Marc-André Gagnon
Agence QMI

Déjà 31 noyades en 2011

Au Québec - Déjà 31 noyades en 2011

«Il faut sensibiliser les gens, et ce qu’il ne faut pas prendre à la légère, ce sont ces affiches qui rappellent les incidents survenus par le passé.»© Agence QMI / Karl Tremblay


Marc-André Gagnon

Dernière mise à jour: 12-07-2011 | 10h19

QUÉBEC — Le décès d’un adolescent de 14 ans dans la rivière Montmorency, survenu samedi à Boischatel, a porté à 31 le nombre de noyades au Québec, une vingtaine de moins qu’à pareille date l’an dernier.

Selon les données compilées par la Société de sauvetage, on comptait déjà, dans la province, 49 noyades, il y a un an. Si cet écart peut paraître encourageant, le porte-parole à la Société de sauvetage, François Lépine, l’explique par le fait qu’avant même l’arrivée de l’été, l’an dernier, le printemps tardif avait déjà entraîné son lot de noyades.

«Le mercure oscillait autour de zéro degré. Il y avait eu beaucoup de noyades sur des plans d’eau glacés, impliquant des motoneiges, entre autres», se souvient M. Lépine.

«Ne pas sous-estimer les affiches»

À la suite de la baignade qui a coûté la vie au jeune Rémy Drolet-Picard, de Québec, samedi dernier, le porte-parole de la Société de sauvetage est d’avis qu’il faut poursuivre la prévention.

«On ne peut quand même pas clôturer la rivière, fait remarquer M. Lépine. Alors il faut sensibiliser les gens, et ce qu’il ne faut pas prendre à la légère, ce sont ces affiches qui rappellent les incidents survenus par le passé : il ne faut pas sous-estimer les affiches», a-t-il insisté.

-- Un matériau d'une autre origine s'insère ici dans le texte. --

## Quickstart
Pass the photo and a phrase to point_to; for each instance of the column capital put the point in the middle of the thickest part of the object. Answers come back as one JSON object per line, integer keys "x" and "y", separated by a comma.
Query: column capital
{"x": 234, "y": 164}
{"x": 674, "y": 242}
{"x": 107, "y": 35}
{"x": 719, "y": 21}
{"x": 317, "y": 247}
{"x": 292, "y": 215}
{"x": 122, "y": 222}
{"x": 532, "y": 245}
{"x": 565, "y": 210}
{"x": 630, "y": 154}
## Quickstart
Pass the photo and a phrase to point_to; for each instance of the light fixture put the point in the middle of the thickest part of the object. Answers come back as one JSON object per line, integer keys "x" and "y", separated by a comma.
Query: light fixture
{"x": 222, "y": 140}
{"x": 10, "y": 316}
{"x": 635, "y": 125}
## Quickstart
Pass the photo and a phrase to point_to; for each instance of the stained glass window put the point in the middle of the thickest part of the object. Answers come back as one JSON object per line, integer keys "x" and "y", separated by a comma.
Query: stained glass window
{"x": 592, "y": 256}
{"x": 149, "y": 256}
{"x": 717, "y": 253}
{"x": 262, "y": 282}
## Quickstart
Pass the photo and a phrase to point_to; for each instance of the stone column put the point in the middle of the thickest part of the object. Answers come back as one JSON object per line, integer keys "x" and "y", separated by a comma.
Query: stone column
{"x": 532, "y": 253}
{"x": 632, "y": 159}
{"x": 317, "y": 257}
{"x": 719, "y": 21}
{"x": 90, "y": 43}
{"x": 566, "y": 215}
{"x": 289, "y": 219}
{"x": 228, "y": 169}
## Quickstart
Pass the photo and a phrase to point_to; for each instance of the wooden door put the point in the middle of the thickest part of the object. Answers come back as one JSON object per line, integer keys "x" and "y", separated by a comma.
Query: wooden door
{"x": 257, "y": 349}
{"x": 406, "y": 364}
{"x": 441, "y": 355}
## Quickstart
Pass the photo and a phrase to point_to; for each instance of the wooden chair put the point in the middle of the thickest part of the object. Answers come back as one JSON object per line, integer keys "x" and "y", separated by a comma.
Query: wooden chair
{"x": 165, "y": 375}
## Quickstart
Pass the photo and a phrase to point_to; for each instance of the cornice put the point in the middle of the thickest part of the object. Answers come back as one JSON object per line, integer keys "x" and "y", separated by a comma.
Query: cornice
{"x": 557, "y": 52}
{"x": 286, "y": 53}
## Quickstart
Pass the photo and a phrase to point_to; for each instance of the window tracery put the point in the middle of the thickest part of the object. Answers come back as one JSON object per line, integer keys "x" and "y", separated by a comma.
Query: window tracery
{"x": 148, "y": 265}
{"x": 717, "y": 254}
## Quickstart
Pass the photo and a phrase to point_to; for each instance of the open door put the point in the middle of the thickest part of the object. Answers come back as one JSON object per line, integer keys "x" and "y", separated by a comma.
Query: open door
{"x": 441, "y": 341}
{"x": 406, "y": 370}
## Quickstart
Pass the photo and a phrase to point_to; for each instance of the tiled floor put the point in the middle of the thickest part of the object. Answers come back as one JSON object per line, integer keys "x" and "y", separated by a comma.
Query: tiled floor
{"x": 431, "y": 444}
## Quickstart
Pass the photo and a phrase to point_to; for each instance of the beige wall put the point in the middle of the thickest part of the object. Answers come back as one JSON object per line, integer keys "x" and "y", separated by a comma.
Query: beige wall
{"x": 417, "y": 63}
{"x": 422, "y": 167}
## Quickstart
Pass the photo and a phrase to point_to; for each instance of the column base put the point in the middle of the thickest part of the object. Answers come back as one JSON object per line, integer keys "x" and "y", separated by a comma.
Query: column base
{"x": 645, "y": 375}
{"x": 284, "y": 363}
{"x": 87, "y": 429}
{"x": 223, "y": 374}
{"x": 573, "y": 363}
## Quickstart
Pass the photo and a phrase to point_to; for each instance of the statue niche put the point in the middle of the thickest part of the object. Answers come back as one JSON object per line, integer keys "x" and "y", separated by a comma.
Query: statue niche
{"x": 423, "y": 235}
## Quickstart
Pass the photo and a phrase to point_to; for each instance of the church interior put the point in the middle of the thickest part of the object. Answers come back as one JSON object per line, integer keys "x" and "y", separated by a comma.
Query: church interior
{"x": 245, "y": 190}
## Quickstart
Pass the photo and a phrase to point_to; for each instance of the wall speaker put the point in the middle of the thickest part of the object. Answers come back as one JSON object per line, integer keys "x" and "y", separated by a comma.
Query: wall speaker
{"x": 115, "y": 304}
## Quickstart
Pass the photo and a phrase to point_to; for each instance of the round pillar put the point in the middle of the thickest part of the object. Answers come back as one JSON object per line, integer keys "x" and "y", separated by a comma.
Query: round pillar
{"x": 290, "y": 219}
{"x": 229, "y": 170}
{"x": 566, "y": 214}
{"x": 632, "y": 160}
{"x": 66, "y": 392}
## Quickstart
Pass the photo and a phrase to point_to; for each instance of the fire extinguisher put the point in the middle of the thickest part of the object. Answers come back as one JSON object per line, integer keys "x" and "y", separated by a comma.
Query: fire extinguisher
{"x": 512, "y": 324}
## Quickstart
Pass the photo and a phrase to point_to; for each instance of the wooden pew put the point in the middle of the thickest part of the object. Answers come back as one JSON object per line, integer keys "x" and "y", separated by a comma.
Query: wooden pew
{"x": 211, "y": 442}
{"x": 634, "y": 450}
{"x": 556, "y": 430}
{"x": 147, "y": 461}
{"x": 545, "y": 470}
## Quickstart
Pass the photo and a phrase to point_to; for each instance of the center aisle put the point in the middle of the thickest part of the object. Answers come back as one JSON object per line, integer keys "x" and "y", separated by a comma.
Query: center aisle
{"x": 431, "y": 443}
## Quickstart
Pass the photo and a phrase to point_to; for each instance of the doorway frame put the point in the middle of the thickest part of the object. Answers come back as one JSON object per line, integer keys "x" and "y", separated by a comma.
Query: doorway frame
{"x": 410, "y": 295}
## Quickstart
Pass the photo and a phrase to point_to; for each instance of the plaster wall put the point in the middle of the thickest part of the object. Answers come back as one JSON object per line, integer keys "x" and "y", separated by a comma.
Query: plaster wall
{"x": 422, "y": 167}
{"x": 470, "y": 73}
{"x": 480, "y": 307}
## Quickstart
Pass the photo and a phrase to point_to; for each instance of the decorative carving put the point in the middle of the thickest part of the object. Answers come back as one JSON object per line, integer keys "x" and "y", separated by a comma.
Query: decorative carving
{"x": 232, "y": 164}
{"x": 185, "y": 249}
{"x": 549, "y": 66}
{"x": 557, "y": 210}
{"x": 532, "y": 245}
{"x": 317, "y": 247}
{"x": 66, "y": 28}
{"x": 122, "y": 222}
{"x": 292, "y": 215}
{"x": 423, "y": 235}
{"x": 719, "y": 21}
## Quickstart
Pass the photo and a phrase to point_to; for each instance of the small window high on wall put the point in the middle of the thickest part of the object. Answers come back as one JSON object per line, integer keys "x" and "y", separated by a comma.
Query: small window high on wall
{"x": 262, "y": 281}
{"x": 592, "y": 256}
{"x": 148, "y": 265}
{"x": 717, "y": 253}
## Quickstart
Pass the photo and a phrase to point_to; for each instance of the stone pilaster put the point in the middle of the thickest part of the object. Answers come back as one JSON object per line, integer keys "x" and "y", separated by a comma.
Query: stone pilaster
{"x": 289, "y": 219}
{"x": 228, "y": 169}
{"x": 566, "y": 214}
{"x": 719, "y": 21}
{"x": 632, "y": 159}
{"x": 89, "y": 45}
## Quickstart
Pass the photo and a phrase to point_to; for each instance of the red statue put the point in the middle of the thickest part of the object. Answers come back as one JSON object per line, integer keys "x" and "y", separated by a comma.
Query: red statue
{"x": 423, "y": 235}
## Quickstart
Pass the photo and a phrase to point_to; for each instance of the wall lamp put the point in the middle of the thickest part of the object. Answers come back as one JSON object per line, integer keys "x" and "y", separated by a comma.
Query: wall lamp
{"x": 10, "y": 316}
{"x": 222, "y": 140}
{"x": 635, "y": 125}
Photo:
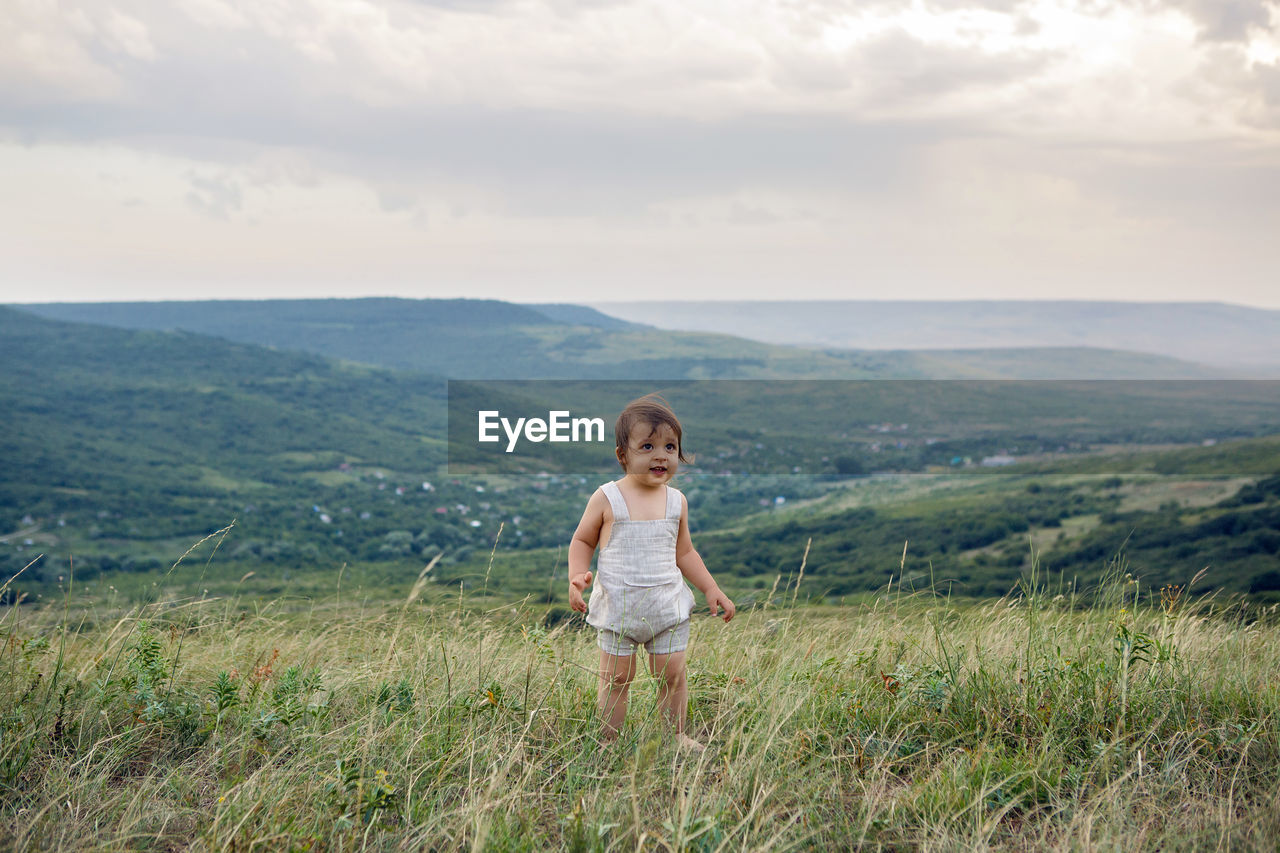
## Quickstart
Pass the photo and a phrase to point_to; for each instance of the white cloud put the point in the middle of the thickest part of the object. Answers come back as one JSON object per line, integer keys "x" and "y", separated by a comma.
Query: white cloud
{"x": 976, "y": 144}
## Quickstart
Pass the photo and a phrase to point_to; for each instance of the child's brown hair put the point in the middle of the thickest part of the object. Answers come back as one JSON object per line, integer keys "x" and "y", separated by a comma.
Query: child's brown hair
{"x": 654, "y": 411}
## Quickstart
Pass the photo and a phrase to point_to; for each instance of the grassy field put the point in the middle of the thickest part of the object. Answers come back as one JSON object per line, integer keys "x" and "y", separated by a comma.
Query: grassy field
{"x": 1147, "y": 721}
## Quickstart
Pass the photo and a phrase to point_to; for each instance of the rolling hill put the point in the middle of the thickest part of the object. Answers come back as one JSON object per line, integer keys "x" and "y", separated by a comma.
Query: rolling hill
{"x": 1240, "y": 340}
{"x": 489, "y": 340}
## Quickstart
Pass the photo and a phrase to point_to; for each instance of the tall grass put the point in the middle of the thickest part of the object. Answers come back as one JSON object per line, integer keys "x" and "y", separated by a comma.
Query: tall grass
{"x": 1141, "y": 723}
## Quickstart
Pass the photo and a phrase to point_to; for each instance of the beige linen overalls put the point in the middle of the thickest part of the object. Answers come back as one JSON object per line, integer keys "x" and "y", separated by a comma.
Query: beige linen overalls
{"x": 639, "y": 592}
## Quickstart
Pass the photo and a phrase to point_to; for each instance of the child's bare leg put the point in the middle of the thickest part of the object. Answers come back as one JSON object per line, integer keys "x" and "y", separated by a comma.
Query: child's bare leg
{"x": 616, "y": 674}
{"x": 673, "y": 693}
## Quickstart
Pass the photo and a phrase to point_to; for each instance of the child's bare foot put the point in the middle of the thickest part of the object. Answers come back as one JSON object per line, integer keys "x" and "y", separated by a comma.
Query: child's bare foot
{"x": 685, "y": 742}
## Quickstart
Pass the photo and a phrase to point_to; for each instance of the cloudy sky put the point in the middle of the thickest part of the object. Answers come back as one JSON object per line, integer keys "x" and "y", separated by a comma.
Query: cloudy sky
{"x": 584, "y": 150}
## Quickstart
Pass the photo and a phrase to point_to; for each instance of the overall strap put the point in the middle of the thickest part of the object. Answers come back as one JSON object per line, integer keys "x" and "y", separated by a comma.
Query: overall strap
{"x": 675, "y": 503}
{"x": 616, "y": 501}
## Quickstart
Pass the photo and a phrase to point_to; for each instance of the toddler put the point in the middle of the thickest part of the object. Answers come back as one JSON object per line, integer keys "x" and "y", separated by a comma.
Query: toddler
{"x": 641, "y": 527}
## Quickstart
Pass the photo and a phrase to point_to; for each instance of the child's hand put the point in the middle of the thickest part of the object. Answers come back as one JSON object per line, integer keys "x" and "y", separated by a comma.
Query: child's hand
{"x": 575, "y": 592}
{"x": 716, "y": 600}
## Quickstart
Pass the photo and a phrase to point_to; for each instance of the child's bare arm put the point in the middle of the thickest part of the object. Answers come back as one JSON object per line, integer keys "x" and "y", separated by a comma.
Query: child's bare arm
{"x": 581, "y": 548}
{"x": 695, "y": 571}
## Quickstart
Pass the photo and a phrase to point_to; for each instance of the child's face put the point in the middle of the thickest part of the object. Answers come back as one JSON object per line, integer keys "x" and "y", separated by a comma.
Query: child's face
{"x": 652, "y": 455}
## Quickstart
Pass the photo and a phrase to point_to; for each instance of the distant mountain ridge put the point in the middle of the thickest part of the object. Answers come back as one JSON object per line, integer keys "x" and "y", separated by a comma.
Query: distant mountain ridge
{"x": 492, "y": 340}
{"x": 1215, "y": 333}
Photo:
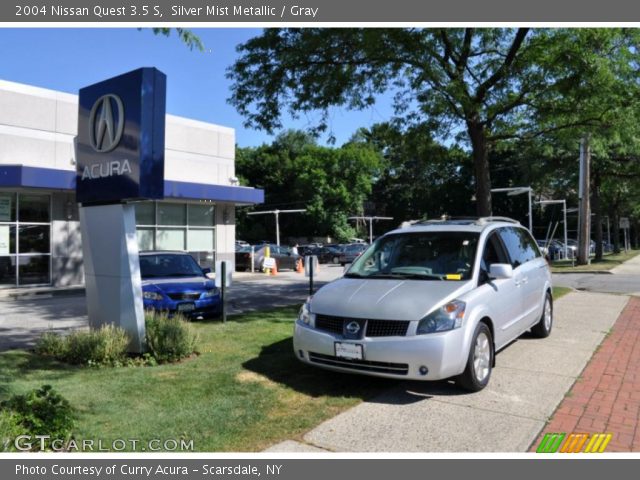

Depuis une dizaine d’années, ces panneaux, qui avaient été installés à la suite des recommandations de certains coroners, affichent l’âge des personnes qui se sont noyées dernièrement dans la rivière Montmorency.

L’information qui s’y trouve, additionnée aux archives de presse qui ont pu être consultées, permettent de conclure qu’au moins une dizaine de personnes sont mortes accidentellement par noyade, sur la rivière.

Quelles qu’elles soient, les rivières demeurent les endroits les plus propices pour la noyade. «Dans le cas des rivières en général, les conditions vont changer d’une journée à l’autre selon la température et même des bons nageurs peuvent se faire surprendre», assure M. Lépine, qui suggère fortement les lieux de baignade publics, où il y a des sauveteurs.